How useful are vaccines in curbing the Covid-19 pandemic?

Although vaccines are important for ending this pandemic, we should still adhere to other interventions such as quarantining potential carriers of the virus.

Moreover, the vaccines take about two weeks before they become fully effective, as our bodies need time to produce antibodies against the virus. Therefore, despite being vaccinated, people should still be sent to quarantine centres, when there are confirmed cases in their building, especially if they have only taken the first jab or are still under the two-week observation after being fully vaccinated.

Scientific studies are still being conducted to assess how effective these vaccines are in producing antibodies against the variant strains. Studies so far suggest that the Pfizer-BioNTech vaccine does protect against severe and fatal cases of the British, Brazilian, and South African variants. There is still limited data on whether the Sinovac is effective against variants.

With the ongoing threat of both imported and local cases with the mutant strain in Hong Kong, vaccinated people should not lower their guard. For the sake of public health, vaccines must be paired with other anti-epidemic measures like quarantine to effectively combat the spread of the coronavirus.

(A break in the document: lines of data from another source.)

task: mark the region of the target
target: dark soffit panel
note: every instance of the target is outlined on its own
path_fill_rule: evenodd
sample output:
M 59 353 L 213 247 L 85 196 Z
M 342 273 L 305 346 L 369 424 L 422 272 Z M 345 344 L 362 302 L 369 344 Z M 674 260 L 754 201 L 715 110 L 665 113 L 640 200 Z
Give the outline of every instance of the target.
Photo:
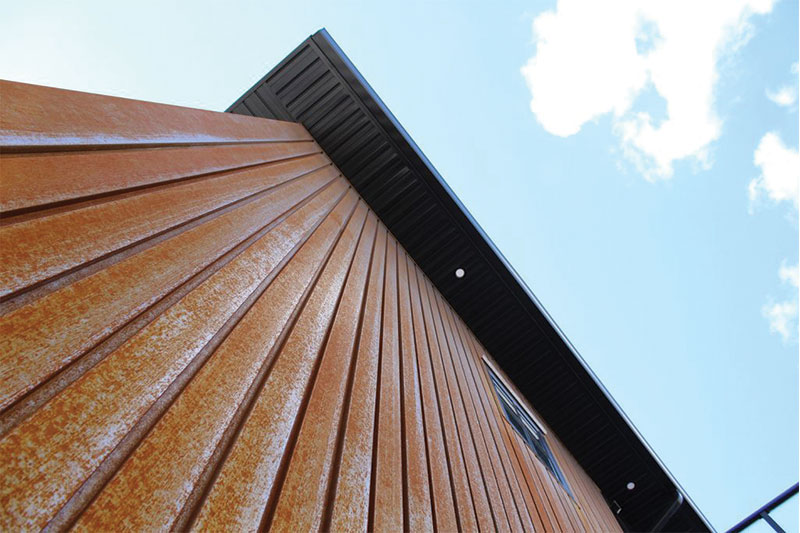
M 413 73 L 409 73 L 413 75 Z M 301 122 L 408 250 L 618 518 L 651 529 L 711 529 L 695 504 L 327 31 L 273 68 L 229 112 Z M 457 279 L 456 268 L 467 276 Z M 636 488 L 628 491 L 628 481 Z

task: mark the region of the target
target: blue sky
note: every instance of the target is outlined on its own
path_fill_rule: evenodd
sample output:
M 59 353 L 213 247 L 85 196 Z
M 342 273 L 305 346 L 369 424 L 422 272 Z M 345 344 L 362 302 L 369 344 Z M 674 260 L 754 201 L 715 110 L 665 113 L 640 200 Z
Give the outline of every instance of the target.
M 326 27 L 725 529 L 798 478 L 798 4 L 611 4 L 15 2 L 0 77 L 223 110 Z

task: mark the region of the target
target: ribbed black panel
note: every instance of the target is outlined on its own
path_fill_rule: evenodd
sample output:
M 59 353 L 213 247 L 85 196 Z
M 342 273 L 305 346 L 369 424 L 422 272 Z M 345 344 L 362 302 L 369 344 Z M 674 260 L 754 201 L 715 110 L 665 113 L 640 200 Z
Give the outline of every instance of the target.
M 619 503 L 623 525 L 644 531 L 659 520 L 677 484 L 325 30 L 228 111 L 305 125 L 608 501 Z M 463 279 L 457 268 L 466 271 Z M 629 481 L 634 491 L 626 490 Z M 686 503 L 667 529 L 709 525 Z

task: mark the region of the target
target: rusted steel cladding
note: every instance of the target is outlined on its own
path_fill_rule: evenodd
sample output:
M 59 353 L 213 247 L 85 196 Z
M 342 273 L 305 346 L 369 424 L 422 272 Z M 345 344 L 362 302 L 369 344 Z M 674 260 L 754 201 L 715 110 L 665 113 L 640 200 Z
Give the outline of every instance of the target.
M 0 88 L 0 529 L 618 529 L 302 126 Z

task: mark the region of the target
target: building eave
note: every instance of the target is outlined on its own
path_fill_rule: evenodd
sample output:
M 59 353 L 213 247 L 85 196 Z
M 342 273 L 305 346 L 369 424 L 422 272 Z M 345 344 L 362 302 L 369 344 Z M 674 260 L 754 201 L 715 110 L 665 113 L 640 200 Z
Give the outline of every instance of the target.
M 578 350 L 327 31 L 229 112 L 306 126 L 633 530 L 711 525 Z M 464 268 L 463 279 L 454 276 Z M 636 488 L 628 491 L 626 484 Z

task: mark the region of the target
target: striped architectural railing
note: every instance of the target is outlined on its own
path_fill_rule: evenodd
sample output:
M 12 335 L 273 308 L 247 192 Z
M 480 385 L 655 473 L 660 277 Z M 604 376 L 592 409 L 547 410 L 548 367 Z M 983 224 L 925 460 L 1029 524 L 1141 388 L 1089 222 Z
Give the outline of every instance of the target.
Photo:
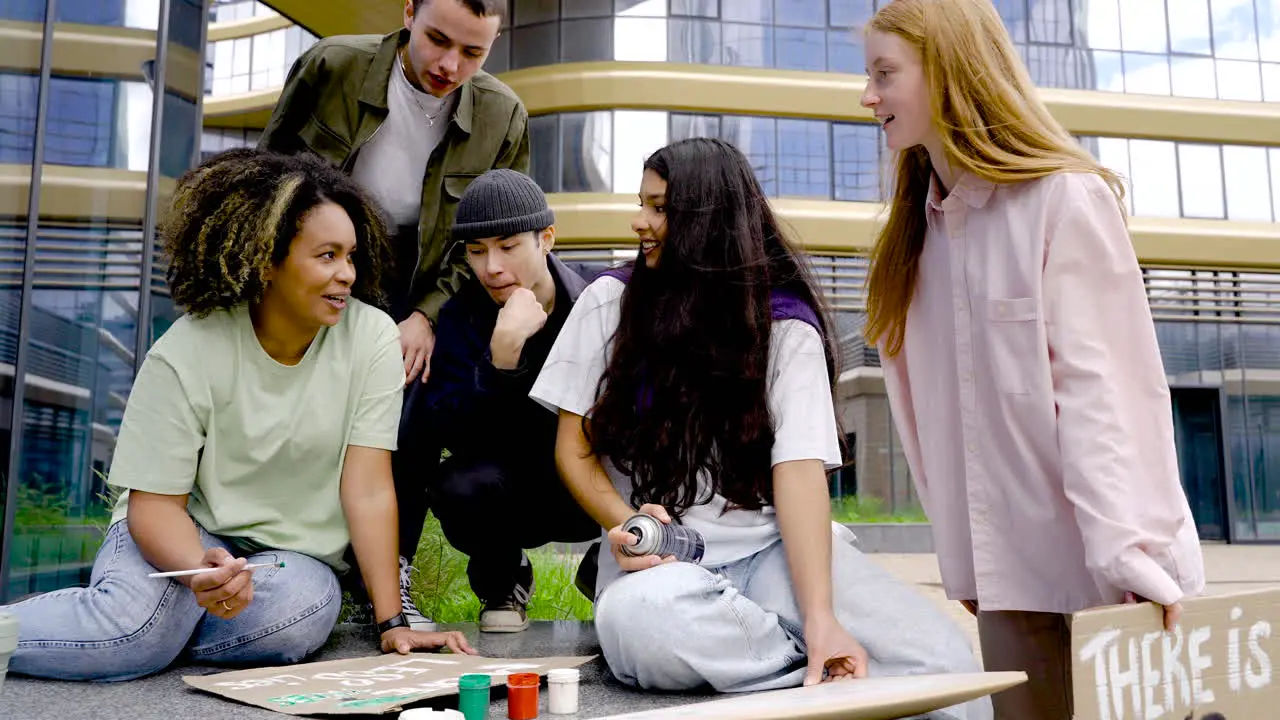
M 21 287 L 25 228 L 0 227 L 0 288 Z M 138 287 L 142 228 L 137 225 L 41 227 L 37 289 L 130 290 Z

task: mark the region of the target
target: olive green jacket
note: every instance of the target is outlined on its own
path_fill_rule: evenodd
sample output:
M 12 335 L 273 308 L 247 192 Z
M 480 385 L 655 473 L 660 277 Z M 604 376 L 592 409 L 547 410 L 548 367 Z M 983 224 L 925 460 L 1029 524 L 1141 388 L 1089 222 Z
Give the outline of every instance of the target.
M 289 71 L 258 147 L 310 150 L 350 173 L 361 146 L 387 117 L 396 53 L 408 39 L 408 32 L 399 30 L 317 42 Z M 471 274 L 461 248 L 450 241 L 462 191 L 493 168 L 529 172 L 529 114 L 511 88 L 481 71 L 454 92 L 459 96 L 453 117 L 423 178 L 417 247 L 397 248 L 404 297 L 392 298 L 393 306 L 404 306 L 406 313 L 416 308 L 433 323 Z M 409 277 L 403 265 L 407 260 L 413 267 L 415 259 Z

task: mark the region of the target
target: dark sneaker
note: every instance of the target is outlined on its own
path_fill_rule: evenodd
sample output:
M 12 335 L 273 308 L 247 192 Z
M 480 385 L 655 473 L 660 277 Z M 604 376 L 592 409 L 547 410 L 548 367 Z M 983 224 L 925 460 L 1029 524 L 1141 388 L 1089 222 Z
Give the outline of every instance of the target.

Penny's Bay quarantine centre on Lantau island. Photo: SCMP/NORA TAM

Yuhan Huang, 14, German Swiss International School

Confusion and frustration pervaded the evening of April 30, when more than a thousand people in Tung Chung were ordered to spend three weeks in government quarantine centres. They were all residents of a housing complex that had one confirmed case of a mutated coronavirus strain.

However, some of these residents had already been vaccinated, and this measure led to public outcry, with the general sentiment being, “Why am I getting vaccinated if I still have to be quarantined?”

This quarantine measure adds additional fuel to the existing reluctance of people in Hong Kong towards getting vaccinated, and this reluctance could be harmful as it also wastes previous efforts to contain the virus.

Should we choose cloth or single-use face masks?

According to the Hong Kong government’s health advisors, 70 per cent of Hongkongers need to be vaccinated in order to achieve herd immunity. So far, only about 10 per cent of the population has been fully vaccinated.

Forcing vaccinated people to undergo the same quarantine as unvaccinated people will not convince more people to get a vaccine. For the vaccination rates to improve, there needs to be better incentives.

In addition, the process of testing so many residents and transporting them to the quarantine centres every time there is a confirmed case in a building could pose transmission risks in and of itself.

In the recent case regarding the residents in Tung Chung, a resident who was interviewed by the SCMP said people queued next to each other for hours while waiting to be tested, before they were “packed” onto buses headed to the quarantine centres.

Quarantine has the potential to infect even more people – because as we know from the patient zero in this cluster, people get infected in quarantine. This raises the question of why vaccinated residents weren’t given the option of home quarantine.

Ben Cowling, a professor of epidemiology at the University of Hong Kong School of Public Health, told the Hong Kong Free Press there was scientific reason to relax quarantine measures for vaccinees, adding that quarantining people can also affect their mental health.

To protect Hongkongers’ mental health and to promote vaccinations, the government should allow vaccinees to quarantine at home.